Ålands Radio and TV
- Type: Radio and television
- Country: Finland
- Availability: Åland; online
- Headquarters: Mariehamn
- Broadcast area: Åland
- Owner: Government of Åland
- Key people: Fredrik Sonck (CEO); Heidi Grandell-Sonck (editor-in-chief)
- Launch date: 1 May 1996; 30 years ago
- Official website: www.alandsradio.ax
- Language: Swedish

= Ålands Radio and TV =

Public radio and television broadcaster in Åland

Ålands Radio and TV (ÅRTV) (Ålands Radio och TV Ab) is a public broadcaster in Åland, an autonomous region of Finland.

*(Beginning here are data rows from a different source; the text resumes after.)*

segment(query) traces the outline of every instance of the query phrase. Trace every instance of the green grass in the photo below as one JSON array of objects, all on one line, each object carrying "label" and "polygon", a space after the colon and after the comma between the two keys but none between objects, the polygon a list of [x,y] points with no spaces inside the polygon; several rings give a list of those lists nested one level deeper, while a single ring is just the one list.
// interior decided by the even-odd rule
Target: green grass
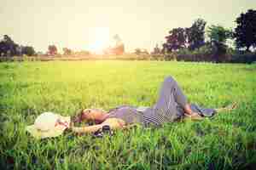
[{"label": "green grass", "polygon": [[[189,102],[237,110],[201,122],[138,127],[102,139],[25,132],[44,111],[153,105],[168,75]],[[160,61],[0,63],[1,169],[248,169],[256,164],[256,65]]]}]

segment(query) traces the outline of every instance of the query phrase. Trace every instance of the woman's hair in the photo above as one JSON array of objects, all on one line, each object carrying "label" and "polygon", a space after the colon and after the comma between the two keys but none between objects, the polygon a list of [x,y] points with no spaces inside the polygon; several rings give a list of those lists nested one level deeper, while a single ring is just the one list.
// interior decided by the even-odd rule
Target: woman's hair
[{"label": "woman's hair", "polygon": [[106,111],[102,109],[98,109],[98,108],[93,108],[93,109],[80,109],[79,110],[74,116],[72,118],[72,122],[81,122],[83,121],[83,116],[84,114],[90,113],[90,111],[98,111],[98,112],[102,112],[105,113]]}]

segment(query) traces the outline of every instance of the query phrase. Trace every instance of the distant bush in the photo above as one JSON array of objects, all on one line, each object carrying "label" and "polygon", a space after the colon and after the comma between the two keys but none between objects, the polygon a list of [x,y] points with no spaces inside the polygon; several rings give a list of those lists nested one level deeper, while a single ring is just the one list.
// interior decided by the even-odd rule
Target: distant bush
[{"label": "distant bush", "polygon": [[230,63],[247,63],[251,64],[256,61],[256,54],[233,54],[229,62]]}]

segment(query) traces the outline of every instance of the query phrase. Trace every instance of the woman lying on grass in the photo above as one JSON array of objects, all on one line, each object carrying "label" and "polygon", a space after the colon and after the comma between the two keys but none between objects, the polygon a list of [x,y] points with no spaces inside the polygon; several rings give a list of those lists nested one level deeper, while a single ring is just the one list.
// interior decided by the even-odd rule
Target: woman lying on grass
[{"label": "woman lying on grass", "polygon": [[181,118],[200,120],[204,116],[212,116],[221,110],[230,110],[235,105],[220,109],[205,109],[196,105],[189,105],[177,82],[172,77],[165,79],[159,99],[153,107],[137,108],[122,105],[110,110],[108,112],[99,109],[85,109],[75,116],[73,122],[85,120],[95,121],[97,124],[78,128],[72,126],[72,131],[76,133],[95,133],[109,126],[111,129],[125,128],[135,123],[144,126],[161,125],[164,122],[172,122]]}]

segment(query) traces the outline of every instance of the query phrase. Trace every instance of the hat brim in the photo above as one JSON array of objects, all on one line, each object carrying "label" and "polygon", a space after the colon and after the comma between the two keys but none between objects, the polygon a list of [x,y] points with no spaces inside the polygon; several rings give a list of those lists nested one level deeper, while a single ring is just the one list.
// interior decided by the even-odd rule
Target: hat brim
[{"label": "hat brim", "polygon": [[[70,116],[61,116],[62,120],[67,121],[70,122]],[[66,127],[57,126],[53,129],[49,129],[48,131],[41,131],[38,130],[35,125],[27,126],[26,130],[34,138],[36,139],[45,139],[45,138],[54,138],[60,136],[63,133]]]}]

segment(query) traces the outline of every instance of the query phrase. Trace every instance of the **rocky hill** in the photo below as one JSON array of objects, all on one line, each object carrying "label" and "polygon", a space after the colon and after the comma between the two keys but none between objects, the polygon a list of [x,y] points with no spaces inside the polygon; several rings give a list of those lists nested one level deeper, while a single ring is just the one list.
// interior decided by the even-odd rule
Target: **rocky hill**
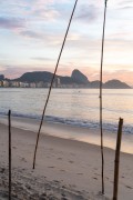
[{"label": "rocky hill", "polygon": [[[20,82],[51,82],[53,73],[48,71],[33,71],[33,72],[27,72],[23,73],[20,78],[14,79],[13,81],[20,81]],[[81,71],[78,69],[74,69],[72,71],[71,77],[62,77],[62,76],[55,76],[55,79],[60,78],[61,84],[76,84],[79,87],[83,88],[100,88],[100,81],[89,81],[88,77],[84,76]],[[110,80],[105,83],[103,83],[104,89],[130,89],[131,87],[126,84],[125,82],[121,82],[120,80]]]}]

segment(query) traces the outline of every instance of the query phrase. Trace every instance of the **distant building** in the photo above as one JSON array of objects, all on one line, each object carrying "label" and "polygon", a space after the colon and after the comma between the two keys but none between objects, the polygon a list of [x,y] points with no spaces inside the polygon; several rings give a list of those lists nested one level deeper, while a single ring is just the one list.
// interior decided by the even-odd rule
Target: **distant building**
[{"label": "distant building", "polygon": [[4,76],[0,74],[0,81],[4,80]]},{"label": "distant building", "polygon": [[2,83],[3,83],[3,87],[6,87],[6,88],[9,87],[9,82],[7,80],[3,80]]}]

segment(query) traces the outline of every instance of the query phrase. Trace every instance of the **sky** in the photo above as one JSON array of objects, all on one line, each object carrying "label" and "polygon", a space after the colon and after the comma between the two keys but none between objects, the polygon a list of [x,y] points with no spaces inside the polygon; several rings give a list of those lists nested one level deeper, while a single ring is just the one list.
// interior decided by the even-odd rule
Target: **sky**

It provides radio, television, and podcasts in Swedish.

==History==
The company was founded on 1 May 1996 as a public broadcaster owned by the Åland government. It took over broadcasting in Åland from Rundradion i Finland. Broadcasting expanded from a few hours a day to full-day broadcasting.

At the end of 2019, the broadcaster was expected to receive €2.5 million in tax funding in 2020.

ÅRTV switched to HDTV at the Smedsböle Radio Mast on 9 February 2021. From 31 March 2021, all standard-definition broadcasts ceased, requiring HD-compatible receivers.